Dans le labyrinthe du vin suisse
- Vendredi 13 mai 2016
Le vin suisse, c’est comme le métro de Tokyo: c’est nickel, bien organisé, mais il est très difficile de s’y retrouver. Le visiteur occidental de passage au Japon n’a aucun repère sinon une lettre et un code couleur pour reconnaître la bonne ligne et des numéros pour choisir le bon arrêt. Lors d’un séjour sur place, je m’étais perdu en tentant de prendre une correspondance. Il m’avait fallu près d’une heure pour trouver une bonne âme qui parlait l’anglais et qui m’aide à retrouver enfin le (droit) chemin menant à Chiyoda, quartier du centre de la mégalopole nippone.

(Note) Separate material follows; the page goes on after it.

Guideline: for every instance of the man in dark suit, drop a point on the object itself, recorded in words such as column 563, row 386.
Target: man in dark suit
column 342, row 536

Comment affirmer une vraie identité
Un étranger de passage dans le vignoble vaudois ou dans le Vully pour les caves ouvertes, ce week-end, aura les mêmes difficultés pour trouver les meilleurs nectars des différentes appellations. Les 15 000 hectares du vignoble suisse, soit une surface comparable au vignoble alsacien, n’offrent aucun repère intelligible au buveur occasionnel. L’absence de hiérarchie claire dans les AOC, comme celles qui existent à Bordeaux ou en Bourgogne, et un marché très peu segmenté imposent un important travail de prospection pour élaborer une cartographie de la production sur un plan qualitatif. Les concours sont d’une utilité très relative: les meilleurs producteurs n’y présentent souvent pas leurs vins. Le morcellement extrême du vignoble helvète vient encore compliquer l’équation. Ce sont les cantons qui définissent leurs AOC viticoles et les conditions d’attribution des appellations «grand cru» ou «1er grand cru», quand elles existent. Le foisonnement des cépages autorisés – plus de 170 parmi les différentes AOC – renforce encore le flou, sans parler des formes de bouteilles, aussi variées que les saveurs de la cuisine japonaise. A titre de comparaison, l’Alsace possède une bouteille à la silhouette caractéristique et sept cépages autorisés. De quoi affirmer une vraie identité.
«Le vin suisse se mérite»
Je ne compte plus les questions de connaissances qui cherchent leur Chiyoda dans le labyrinthe du vin suisse. Un ami qui a fait les caves ouvertes valaisannes pour la première fois, il y a une semaine, me confiait que la durée du voyage en train ne lui avait pas suffi pour décider où aller. Son constat: «Le vin suisse se mérite.» Cela a son charme, mais il est bien difficile, dans ce contexte, d’imaginer développer l’export, comme cherchent à le faire les offices de promotion. Car si c’est compliqué vu de Suisse, je vous laisse imaginer depuis le Japon.